"# SearchEngine" Readme - Search Engine :
This is our Search Engine Project. This project divided into two parts: Part A - read, parse and index It includes the following process:
- Reading files from a given corpus, segmenting them into documents Parsing the corpus in batches of 50000 documents, one by one. The parsing could be executed with or without stemming
- Indexing the terms of each batch: creating posting files and writing information about the terms into them. In addition, we create a file containing information about all the parsed documents and a united dictionary for the entire corpus.

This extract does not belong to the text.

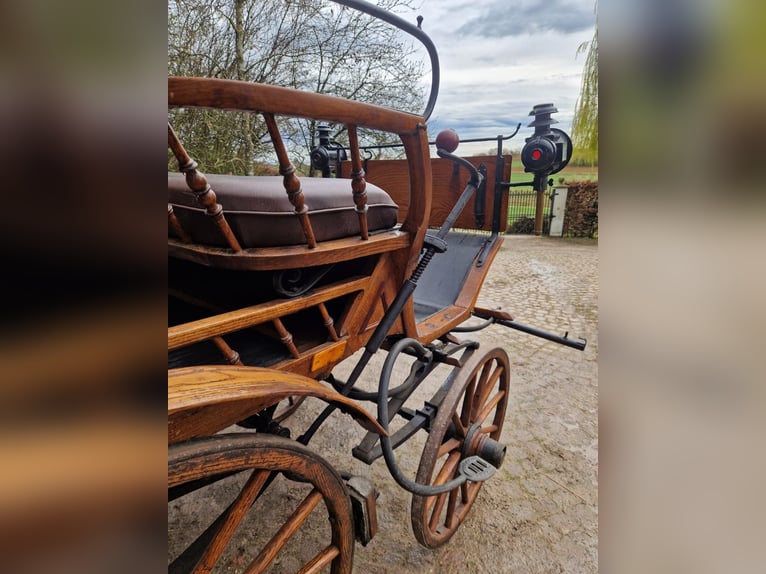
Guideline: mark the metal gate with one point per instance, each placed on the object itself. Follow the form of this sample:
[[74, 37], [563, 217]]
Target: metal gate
[[521, 211]]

Part B - search and rank
- Loading the posting files and dictionaries generated in part A The dictionaries are restored and loaded into memory.
- After entering a query:
- The query is parsed.
- Its term objects are reconstructed from the dictionary
- If semantics is enabled the query terms are sent to the semantics model.
- The query terms and semantics terms (if enabled) are sent to the ranker who finds the 50 most relevant documents.

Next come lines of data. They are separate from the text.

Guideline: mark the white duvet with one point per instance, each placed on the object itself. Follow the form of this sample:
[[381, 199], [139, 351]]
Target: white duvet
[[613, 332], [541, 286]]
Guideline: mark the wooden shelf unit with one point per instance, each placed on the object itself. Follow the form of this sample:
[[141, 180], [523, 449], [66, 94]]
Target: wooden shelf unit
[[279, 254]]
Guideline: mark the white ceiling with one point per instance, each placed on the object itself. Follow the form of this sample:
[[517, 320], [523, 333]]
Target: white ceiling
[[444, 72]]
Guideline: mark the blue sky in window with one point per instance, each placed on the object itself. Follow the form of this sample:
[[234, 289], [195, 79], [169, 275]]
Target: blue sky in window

Project name: SearchEngine java version: java 1.8
Part A-
- Run the project jar file
- Select a corpus path in the first text area by pressing browse
- Select a posting files path
- Click start to run processing the corpus
Part B-
- Press browse button to select an index path
- If the stemming option was selected on the corpus in part A,than select the stemming option again.
- Press 'load Dictionary' button to load the dictionary to the memory
- Type query in the Query text area, you can enable semantic option and press search or press browse button to select an text file path to enter some queries together, you can enable semantic optionan and press search button. -Now, wait until the searching process is finish, it will show you the results.
- If you would like to choose document to see its entities. close the results window
and choose a query from choice menu, choose a document (according its id) from choice menu and press 'Get Entities' button. - If you would like to save the results, press browse button near the text field of 'Save the results at:' to select a path to save it, and press 'save' button.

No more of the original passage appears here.